# Help with identity kanji!



## Nathan Ford (May 27, 2021)

Hello, I picked a 190mm gyuto up few months ago without knowing these kanji;
Can someone help me with?
Any help would be appreciated!


----------



## Qapla' (May 27, 2021)

"Made by Moritsugu".


----------



## Nathan Ford (May 27, 2021)

Thank you!


Qapla' said:


> "Made by Moritsugu".


Do you know anything about "Moritsugu"? A brand or a maker?


----------



## Qapla' (May 27, 2021)

Nathan Ford said:


> Thank you!
> Do you know anything about "Moritsugu"? A brand or a maker?
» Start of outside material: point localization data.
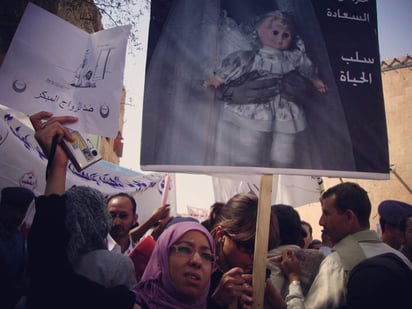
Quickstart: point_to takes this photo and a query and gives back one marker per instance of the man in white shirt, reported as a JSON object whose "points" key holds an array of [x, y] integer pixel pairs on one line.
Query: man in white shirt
{"points": [[122, 208], [345, 216]]}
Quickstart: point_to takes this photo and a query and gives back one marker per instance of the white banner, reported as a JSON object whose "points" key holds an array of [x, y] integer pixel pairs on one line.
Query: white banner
{"points": [[51, 65], [286, 189], [24, 164]]}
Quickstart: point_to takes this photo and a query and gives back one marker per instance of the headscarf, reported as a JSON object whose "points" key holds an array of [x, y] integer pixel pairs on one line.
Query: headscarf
{"points": [[87, 221], [156, 289]]}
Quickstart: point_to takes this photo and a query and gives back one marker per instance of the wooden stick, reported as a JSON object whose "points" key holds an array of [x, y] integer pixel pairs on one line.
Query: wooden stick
{"points": [[262, 240]]}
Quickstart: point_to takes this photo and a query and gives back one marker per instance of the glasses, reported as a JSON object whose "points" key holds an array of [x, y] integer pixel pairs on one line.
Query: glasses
{"points": [[189, 252]]}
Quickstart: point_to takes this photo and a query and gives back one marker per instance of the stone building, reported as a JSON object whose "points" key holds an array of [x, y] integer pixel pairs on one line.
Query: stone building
{"points": [[397, 89], [81, 13]]}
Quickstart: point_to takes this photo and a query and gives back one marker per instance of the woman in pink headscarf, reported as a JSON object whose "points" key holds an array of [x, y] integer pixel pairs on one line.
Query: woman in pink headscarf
{"points": [[179, 270]]}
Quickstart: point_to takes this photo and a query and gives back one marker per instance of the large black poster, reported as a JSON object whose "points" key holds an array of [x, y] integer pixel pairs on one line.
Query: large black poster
{"points": [[279, 87]]}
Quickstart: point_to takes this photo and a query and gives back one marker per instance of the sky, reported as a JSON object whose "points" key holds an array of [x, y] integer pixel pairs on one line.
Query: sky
{"points": [[395, 40]]}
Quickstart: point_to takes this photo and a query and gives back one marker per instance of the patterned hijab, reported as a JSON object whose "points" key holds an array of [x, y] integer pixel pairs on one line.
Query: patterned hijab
{"points": [[156, 289]]}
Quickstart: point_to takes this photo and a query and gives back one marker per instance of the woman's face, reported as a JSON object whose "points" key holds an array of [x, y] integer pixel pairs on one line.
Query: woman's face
{"points": [[191, 264], [231, 254]]}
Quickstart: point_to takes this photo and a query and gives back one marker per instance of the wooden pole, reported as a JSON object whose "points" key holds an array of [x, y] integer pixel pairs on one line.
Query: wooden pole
{"points": [[262, 240]]}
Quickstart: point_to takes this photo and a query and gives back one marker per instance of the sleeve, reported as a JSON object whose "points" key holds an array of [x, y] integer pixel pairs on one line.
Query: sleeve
{"points": [[295, 299], [235, 65], [328, 287], [305, 66], [53, 283]]}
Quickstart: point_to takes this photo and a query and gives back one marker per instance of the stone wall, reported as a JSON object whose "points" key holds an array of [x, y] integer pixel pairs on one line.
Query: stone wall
{"points": [[397, 89]]}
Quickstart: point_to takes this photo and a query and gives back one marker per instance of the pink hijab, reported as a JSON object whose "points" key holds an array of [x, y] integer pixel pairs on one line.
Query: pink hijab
{"points": [[156, 289]]}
Nope, I've never heard the name before.


----------



## Nathan Ford (May 27, 2021)

Yeah, I've tried Google but no luck


----------



## KenHash (May 28, 2021)

I think Moritsgu is a brand name out of Sanjo.


----------



## Nathan Ford (May 28, 2021)

KenHash said:


> I think Moritsgu is a brand name out of Sanjo.
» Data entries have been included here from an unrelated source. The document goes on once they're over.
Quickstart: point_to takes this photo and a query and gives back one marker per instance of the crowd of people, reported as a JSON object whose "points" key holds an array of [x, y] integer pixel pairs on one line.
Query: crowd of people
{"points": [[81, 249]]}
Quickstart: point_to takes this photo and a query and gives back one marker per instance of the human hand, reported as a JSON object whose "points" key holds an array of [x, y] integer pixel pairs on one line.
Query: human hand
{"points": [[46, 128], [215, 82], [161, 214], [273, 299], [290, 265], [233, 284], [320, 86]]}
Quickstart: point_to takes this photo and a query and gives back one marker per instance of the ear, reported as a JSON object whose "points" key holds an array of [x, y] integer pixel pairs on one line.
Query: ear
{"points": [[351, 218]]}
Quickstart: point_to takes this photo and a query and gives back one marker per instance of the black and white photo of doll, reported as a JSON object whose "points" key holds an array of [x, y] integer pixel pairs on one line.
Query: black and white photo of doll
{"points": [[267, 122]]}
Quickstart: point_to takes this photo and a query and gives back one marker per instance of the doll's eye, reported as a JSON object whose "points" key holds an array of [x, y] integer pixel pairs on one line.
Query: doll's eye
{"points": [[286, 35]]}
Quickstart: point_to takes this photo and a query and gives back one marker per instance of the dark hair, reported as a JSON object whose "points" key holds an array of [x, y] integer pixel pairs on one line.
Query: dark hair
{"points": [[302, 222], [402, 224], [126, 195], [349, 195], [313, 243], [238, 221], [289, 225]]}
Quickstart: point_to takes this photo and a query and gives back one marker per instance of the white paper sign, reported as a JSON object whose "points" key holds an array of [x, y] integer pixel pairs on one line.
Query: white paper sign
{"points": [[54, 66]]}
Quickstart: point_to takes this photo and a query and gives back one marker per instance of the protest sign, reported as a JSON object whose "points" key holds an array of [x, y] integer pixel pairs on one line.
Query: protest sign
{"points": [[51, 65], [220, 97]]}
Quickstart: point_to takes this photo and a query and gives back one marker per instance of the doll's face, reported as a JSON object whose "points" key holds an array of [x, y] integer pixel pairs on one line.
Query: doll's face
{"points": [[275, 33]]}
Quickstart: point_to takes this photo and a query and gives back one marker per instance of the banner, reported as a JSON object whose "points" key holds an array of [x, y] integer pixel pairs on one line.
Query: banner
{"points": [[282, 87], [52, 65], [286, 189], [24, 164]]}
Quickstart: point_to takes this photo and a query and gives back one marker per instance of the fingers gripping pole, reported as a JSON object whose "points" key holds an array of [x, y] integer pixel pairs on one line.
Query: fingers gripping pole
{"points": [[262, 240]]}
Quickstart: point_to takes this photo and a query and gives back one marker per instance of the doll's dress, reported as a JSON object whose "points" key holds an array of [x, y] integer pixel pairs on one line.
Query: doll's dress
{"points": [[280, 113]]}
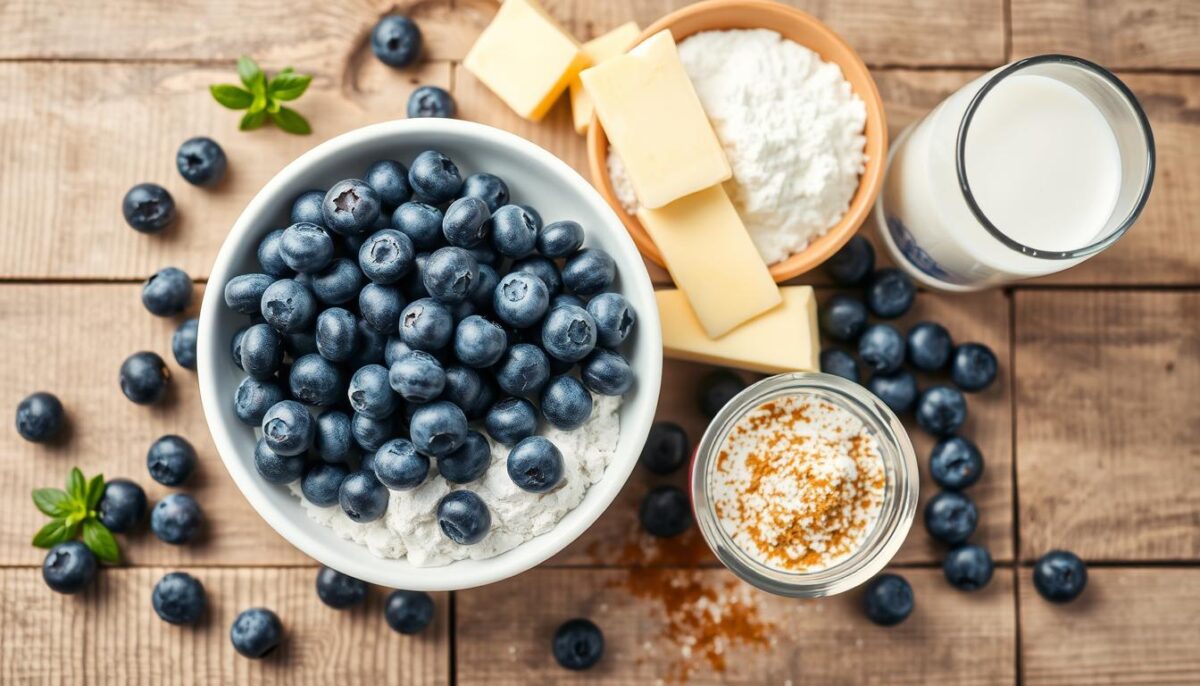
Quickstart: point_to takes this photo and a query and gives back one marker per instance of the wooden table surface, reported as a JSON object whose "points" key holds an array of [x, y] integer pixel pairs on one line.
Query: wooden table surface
{"points": [[1091, 434]]}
Do you have more information? All I know about Sanjo is a city??


----------



## KenHash (May 28, 2021)

I have no more information. The Moritsugu knives below were posted on the net 4 years ago as bought from a small shop which has no website in Sanjo. I don't see anything else about this brand.


----------



## Nathan Ford (May 28, 2021)

KenHash said:


> I have no more information. The Moritsugu knives below were posted on the net 4 years ago as bought from a small shop which has no website in Sanjo. I don't see anything else about this brand.
> View attachment 129041


Thanks! They seems to be similar. Pictures below are mine. Do you think it worth $180?? Am I silly?


----------



## KenHash (May 28, 2021)

You asked what the Kanji says. I have no idea what the knife is worth. What did you pay for it a few months ago?


----------



## Nathan Ford (May 28, 2021)

KenHash said:


> You asked what the Kanji says. I have no idea what the knife is worth.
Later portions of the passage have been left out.